17  ROAR-Written Vocabulary Assessment Design

17.1 Construct Definition: Vocabulary Recognition in Context

ROAR-Written Vocabulary represents a digital adaptation of the Core Vocabulary Assessment (CVA), originally developed by Elfrieda H. Hiebert in collaboration with Midian Kurland (Elfrieda H. Hiebert 2024). The original CVA was grounded in a criterion-referenced framework emphasizing students’ ability to recognize the meanings of core academic vocabulary in sentence contexts. Hiebert developed the initial items and assessment format across four grade-level forms spanning two grade bands (Grades 3–4 and Grades 5–6), while Kurland conducted comprehensive quality control and led the initial validation work establishing the psychometric foundations of the original CVA. Initial pilot studies were conducted with 11,246 students across two phases (Phase 1: n = 7,901, fall; Phase 2: n = 3,345, spring), with students in each grade band randomly assigned to Form A or Form B. The ROAR implementation maintains this theoretical foundation while incorporating technological enhancements, empirical validation, and refinement within the broader ROAR assessment ecosystem.

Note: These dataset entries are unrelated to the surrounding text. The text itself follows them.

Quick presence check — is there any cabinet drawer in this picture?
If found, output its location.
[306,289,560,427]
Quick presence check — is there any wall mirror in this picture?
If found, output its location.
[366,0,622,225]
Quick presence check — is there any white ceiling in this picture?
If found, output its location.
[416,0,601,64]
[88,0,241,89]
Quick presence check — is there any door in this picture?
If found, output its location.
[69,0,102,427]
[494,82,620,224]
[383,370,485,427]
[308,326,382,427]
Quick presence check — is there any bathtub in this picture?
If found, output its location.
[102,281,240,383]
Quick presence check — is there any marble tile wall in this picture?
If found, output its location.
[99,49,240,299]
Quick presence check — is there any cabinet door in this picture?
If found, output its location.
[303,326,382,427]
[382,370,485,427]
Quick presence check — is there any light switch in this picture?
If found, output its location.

ROAR-Written Vocabulary assesses core vocabulary knowledge through students’ ability to recognize synonymous relationships between academically important words and simpler, more familiar alternatives within meaningful sentence contexts. The construct definition emphasizes vocabulary recognition rather than vocabulary breadth—not simply how many words students know overall, but how reliably they can access the meanings of a specific, high-priority set of words they will encounter repeatedly across academic texts. By focusing on general academic vocabulary, the assessment narrows from vocabulary size to vocabulary depth within the words that matter most for academic reading: whether students have consolidated secure, accessible meanings for high-frequency academic words that appear consistently across subject areas and grade levels.

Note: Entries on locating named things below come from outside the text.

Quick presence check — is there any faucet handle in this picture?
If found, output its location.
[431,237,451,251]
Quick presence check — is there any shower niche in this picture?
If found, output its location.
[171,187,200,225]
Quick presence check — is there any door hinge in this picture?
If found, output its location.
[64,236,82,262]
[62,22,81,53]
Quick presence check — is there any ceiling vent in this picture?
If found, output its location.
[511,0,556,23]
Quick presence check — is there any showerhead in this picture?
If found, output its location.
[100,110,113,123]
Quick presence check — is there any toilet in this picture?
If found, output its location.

This assessment operationalizes vocabulary knowledge as the capacity to connect academically important words with semantically equivalent but lexically simpler terms, reflecting theoretical and empirical consensus that vocabulary supports reading comprehension through efficient meaning access rather than elaborate definitional knowledge or metalinguistic awareness (Perfetti and Stafura 2014; Galloway and Uccelli 2020). Within the core vocabulary, a particularly important subset consists of words that function as core analytic language—general-purpose terms that cut across subject areas to signal reasoning processes, logical relationships, and text structure (Uccelli 2023). By situating synonym recognition within sentence contexts that mirror authentic reading conditions, the assessment captures vocabulary knowledge as it operates during real reading, where meaning access must be rapid and reliable.


18 Word Selection Methodology

18.1 Core Vocabulary Identification

Target word selection for ROAR-Written Vocabulary drew from approximately 2,500 high-frequency morphological word families that constitute the foundation of academic literacy (Elfrieda H. Hiebert, Goodwin, and Cervetti 2018). Within this framework, the CVA design organizes word families into eight difficulty levels defined by U-function frequency bands, ranging from Level 1 (U = 100–251) through Level 8 (U = 10–13) (Elfrieda H. Hiebert 2024).

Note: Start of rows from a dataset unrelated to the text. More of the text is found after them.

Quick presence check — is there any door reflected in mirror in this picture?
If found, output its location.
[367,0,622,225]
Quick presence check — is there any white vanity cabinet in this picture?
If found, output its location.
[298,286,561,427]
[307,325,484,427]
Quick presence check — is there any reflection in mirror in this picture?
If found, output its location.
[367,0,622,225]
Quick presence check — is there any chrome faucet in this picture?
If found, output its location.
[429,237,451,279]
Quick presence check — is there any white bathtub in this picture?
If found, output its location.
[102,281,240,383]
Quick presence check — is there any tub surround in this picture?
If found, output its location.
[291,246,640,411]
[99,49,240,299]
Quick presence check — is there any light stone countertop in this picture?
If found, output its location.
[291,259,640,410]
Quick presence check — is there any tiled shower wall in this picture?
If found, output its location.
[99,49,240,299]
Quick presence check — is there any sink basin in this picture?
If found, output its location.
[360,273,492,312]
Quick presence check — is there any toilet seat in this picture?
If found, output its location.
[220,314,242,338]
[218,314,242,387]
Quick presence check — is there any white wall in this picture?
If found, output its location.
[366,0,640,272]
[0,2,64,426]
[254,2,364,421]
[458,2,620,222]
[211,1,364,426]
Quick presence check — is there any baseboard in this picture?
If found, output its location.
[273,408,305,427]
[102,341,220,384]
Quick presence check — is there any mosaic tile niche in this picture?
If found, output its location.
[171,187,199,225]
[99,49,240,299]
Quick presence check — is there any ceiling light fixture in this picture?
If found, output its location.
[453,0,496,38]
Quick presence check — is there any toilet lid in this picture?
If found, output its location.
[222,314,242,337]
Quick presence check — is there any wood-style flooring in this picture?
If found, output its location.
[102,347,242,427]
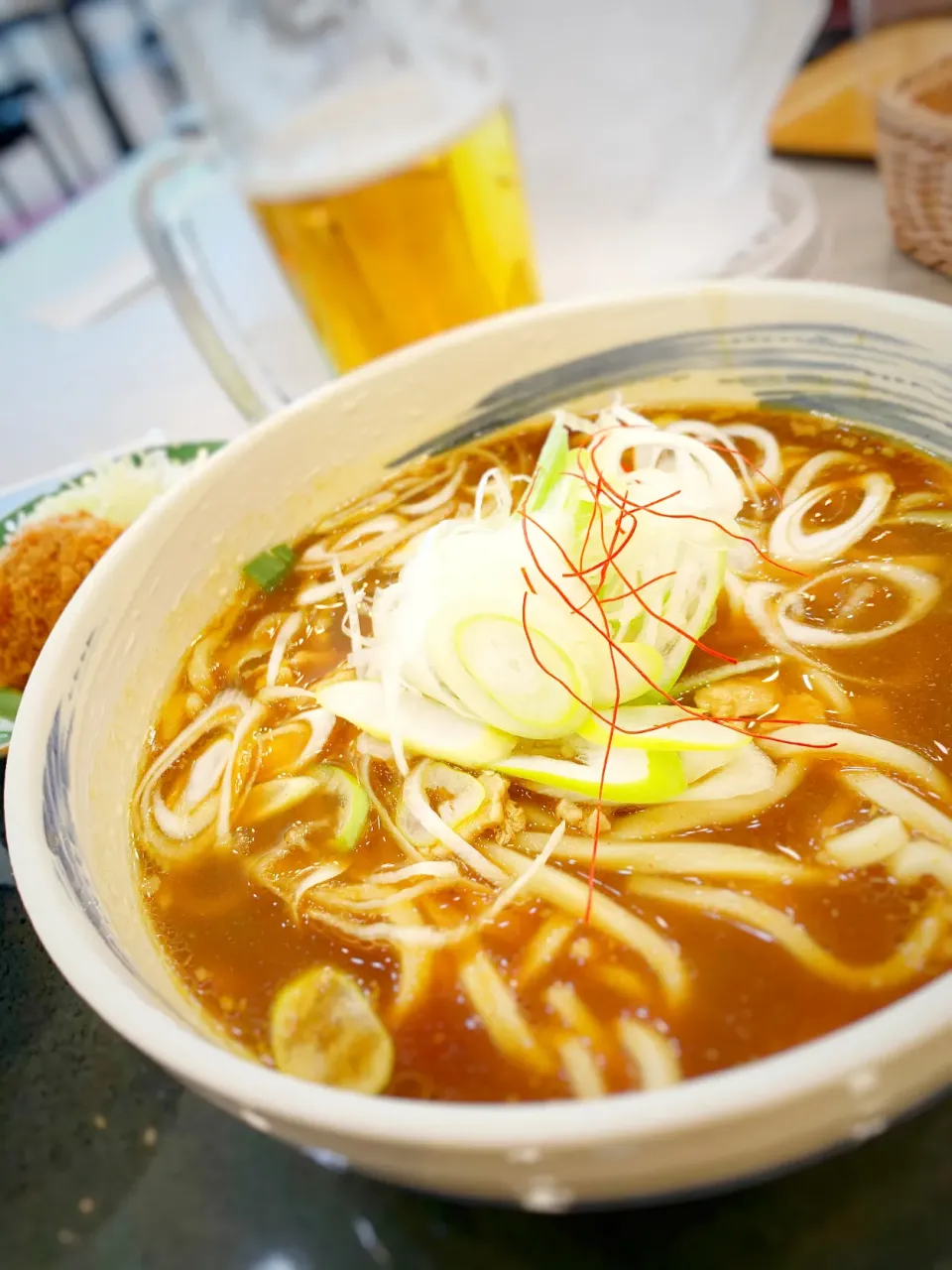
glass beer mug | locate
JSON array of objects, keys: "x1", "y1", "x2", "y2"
[{"x1": 139, "y1": 0, "x2": 536, "y2": 419}]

The original CVA was developed beginning with Level 4 (U = 45–65) as a proof of concept, targeting vocabulary that begins to appear with consistent density in school texts around fourth grade (Elfrieda H. Hiebert 2024). Prior to the ROAR calibration study, the item pool was expanded to include higher-frequency words (Zone 3 of Hiebert’s Word Zones framework) (Elfrieda H. Hiebert 2012) to improve measurement coverage for lower-performing students. The ROAR-Written Vocabulary item pool therefore spans approximately Levels 3–6, with the greatest concentration in Levels 4–5. These levels represent the general academic vocabulary most critical for reading success in upper elementary grades, a developmental period during which students transition from learning to read to reading to learn.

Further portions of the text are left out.